Edit: I absolutely agree with the first two answers: changing the input automatically is a bad idea. Yet I would like to keep the 'last valid' value available ... Maybe a clean UnDo feature would to the trick?
The approach that I take to field validation like this is pretty simple:
Thou Shalt Not Discard the Users Input
If the entry made by the user is invalid, flag it as such - but don't change the value.
The reasoning behind you is simple - consistency.
Consider, for example, a pair of fields used for entry of a date range where "valid" means that the start date is before the end date.
Now, the user wants to enter a completely new range.
If your system discards invalid entries immediately, you force your user into different behaviour. For entry of an earlier date range, the start date must be entered first; for entry of a later date range, the final date must be entered first. Unfriendly.
Instead, respect the users input - when the start date is entered, freely flag it as invalid, but leave the value in place. Then, when the final date is entered, both fields now validate.
This is also motivation for displaying validation dynamically (as values are changed), but for not limiting the users movement between fields.
Depends on you functional specs really, but yeah falling back to the previous correct value sounds like a good practice ... for a blocking error which will always be blocking.
However do you really want to block your user there? What if the valid range is 0-50 when option b is selected but becomes 0-60 when option c is selected? And the user decides to change the ranged value first? Then the user will be very frustrated at having lost what she considers a perfectly valid value...
Keep that in mind when automatically reverting a change made by a user :) The user may have made a mistake but may also have made the change intentionnaly because he associated it to another change in his mind but can't change both at the same time in the application...
Warn that the value is invalid and let ctrl-Z cancel the stuff the user put there may be a more sensible default.
#Bevan Thou art righteous.
If you want to see an example of how annoying it can be crack open Google Analytics
This unfriendly behaviour is exactly what Google Analytics does when you try to compare dates, and it drives me crazy.
If you enter an end date which is before your start date, it discards your entry and thus forces you to enter information in a prescribed sequence.
It also means that small typo's can mean you being forced to retype a whole date, which just sucks.
I agree with the other answers in not changing the user input, you cannot tell what about it may be wrong, perhaps it was a typo, an missing decimal, swapped day/month/year fields, etc. An undo option to allow them to revert back to previous might be an added nice feature however.
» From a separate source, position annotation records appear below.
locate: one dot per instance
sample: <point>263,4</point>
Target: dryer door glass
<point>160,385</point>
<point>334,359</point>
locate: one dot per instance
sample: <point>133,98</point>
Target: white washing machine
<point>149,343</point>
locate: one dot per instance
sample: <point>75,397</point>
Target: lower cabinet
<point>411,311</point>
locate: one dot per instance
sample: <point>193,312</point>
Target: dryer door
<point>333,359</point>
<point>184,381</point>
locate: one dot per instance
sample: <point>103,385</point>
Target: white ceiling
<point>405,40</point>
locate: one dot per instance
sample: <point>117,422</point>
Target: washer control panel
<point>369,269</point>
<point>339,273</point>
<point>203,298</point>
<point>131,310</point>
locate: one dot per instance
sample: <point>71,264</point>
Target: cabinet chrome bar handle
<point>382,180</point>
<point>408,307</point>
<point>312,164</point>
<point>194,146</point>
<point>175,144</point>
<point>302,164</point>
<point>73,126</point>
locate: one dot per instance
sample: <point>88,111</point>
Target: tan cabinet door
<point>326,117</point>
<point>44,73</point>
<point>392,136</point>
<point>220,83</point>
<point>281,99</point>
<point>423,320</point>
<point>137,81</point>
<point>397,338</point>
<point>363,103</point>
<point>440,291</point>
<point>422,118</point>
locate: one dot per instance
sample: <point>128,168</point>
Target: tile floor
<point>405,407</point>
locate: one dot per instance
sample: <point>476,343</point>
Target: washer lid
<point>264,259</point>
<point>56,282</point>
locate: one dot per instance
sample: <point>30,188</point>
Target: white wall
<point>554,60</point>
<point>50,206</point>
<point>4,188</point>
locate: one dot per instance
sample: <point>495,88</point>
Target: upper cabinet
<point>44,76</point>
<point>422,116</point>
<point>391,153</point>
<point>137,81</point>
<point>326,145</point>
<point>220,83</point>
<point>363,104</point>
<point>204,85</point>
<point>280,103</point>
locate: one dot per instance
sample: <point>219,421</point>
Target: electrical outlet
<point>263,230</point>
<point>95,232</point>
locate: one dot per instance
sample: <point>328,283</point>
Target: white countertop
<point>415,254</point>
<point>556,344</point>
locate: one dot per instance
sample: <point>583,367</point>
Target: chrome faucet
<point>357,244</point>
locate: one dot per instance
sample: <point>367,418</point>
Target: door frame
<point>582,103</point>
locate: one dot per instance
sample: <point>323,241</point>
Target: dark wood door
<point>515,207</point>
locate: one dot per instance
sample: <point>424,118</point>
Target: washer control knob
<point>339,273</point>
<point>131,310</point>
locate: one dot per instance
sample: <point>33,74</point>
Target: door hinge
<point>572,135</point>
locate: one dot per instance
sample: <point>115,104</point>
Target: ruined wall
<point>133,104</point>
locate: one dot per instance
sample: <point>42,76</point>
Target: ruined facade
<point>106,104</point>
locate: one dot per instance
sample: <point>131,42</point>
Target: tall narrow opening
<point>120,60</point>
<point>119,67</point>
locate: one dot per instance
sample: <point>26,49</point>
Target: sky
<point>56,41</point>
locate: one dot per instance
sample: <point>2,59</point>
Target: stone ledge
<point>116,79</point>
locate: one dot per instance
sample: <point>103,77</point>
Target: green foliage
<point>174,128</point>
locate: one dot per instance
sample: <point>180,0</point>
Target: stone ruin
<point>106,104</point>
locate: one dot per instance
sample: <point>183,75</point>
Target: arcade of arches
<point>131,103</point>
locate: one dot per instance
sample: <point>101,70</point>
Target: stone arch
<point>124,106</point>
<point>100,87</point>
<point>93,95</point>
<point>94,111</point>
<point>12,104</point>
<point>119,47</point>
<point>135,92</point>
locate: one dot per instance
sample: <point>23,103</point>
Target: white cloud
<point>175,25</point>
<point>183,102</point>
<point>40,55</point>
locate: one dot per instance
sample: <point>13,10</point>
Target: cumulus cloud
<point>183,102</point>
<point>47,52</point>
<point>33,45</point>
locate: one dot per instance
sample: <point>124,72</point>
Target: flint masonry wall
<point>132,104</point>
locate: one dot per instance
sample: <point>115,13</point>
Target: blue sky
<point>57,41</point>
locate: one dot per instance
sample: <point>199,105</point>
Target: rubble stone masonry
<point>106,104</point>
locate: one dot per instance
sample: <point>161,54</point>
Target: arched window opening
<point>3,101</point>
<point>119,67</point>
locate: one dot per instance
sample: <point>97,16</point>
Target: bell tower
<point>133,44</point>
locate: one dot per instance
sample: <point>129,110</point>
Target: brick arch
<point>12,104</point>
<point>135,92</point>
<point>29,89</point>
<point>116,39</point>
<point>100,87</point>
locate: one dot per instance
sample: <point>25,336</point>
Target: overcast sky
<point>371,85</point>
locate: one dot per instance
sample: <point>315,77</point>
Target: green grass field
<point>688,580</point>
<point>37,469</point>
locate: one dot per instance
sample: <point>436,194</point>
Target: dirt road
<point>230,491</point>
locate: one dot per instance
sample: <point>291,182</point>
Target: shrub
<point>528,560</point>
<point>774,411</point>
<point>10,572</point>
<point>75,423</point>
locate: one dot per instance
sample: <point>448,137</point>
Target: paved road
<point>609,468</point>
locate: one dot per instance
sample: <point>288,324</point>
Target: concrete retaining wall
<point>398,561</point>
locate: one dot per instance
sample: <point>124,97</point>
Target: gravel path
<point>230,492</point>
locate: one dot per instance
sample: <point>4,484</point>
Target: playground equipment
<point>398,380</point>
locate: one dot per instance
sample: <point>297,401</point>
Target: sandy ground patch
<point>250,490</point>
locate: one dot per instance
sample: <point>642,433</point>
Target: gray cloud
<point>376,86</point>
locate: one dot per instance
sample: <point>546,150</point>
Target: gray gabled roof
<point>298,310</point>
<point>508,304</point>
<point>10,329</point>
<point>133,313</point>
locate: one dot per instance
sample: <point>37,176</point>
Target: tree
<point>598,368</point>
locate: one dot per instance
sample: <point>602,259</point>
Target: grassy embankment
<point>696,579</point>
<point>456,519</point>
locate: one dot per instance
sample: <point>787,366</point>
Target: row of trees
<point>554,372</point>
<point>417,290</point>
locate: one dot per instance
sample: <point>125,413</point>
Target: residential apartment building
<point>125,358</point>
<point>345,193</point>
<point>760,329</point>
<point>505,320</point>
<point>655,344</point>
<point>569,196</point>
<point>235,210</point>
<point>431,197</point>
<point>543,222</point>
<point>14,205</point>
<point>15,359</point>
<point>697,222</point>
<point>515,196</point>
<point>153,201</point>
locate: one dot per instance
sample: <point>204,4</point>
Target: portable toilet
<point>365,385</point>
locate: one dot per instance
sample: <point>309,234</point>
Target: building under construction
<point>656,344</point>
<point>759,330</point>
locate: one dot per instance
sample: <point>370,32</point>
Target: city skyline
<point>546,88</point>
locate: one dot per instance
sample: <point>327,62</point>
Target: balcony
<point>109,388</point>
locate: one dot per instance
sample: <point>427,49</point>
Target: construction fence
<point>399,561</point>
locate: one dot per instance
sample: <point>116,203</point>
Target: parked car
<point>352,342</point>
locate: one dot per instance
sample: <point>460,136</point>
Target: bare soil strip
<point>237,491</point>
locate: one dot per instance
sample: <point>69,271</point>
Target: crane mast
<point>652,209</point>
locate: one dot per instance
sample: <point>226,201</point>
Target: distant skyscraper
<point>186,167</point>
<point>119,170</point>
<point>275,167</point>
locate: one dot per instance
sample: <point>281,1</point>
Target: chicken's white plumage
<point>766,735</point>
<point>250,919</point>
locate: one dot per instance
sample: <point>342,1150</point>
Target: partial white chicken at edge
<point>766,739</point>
The main items in my view are:
- make it clear what the valid ranges and formats are BEFORE the user enteres the data in the form, via examples or other similar indicators.
- be sure to indicate mandatory fields clearly prior to submision.
- user controls that limit the user to entering valida data - date pickers, spin controls, numeric only controls, max lengths set on textboxes, etc.
- make it clear when validation fails as to what item(s) on the form are invalid and why they are invalid, not just a simple "data is incorrect" global message, espeically if you have a long form with many fields that could have validation issues.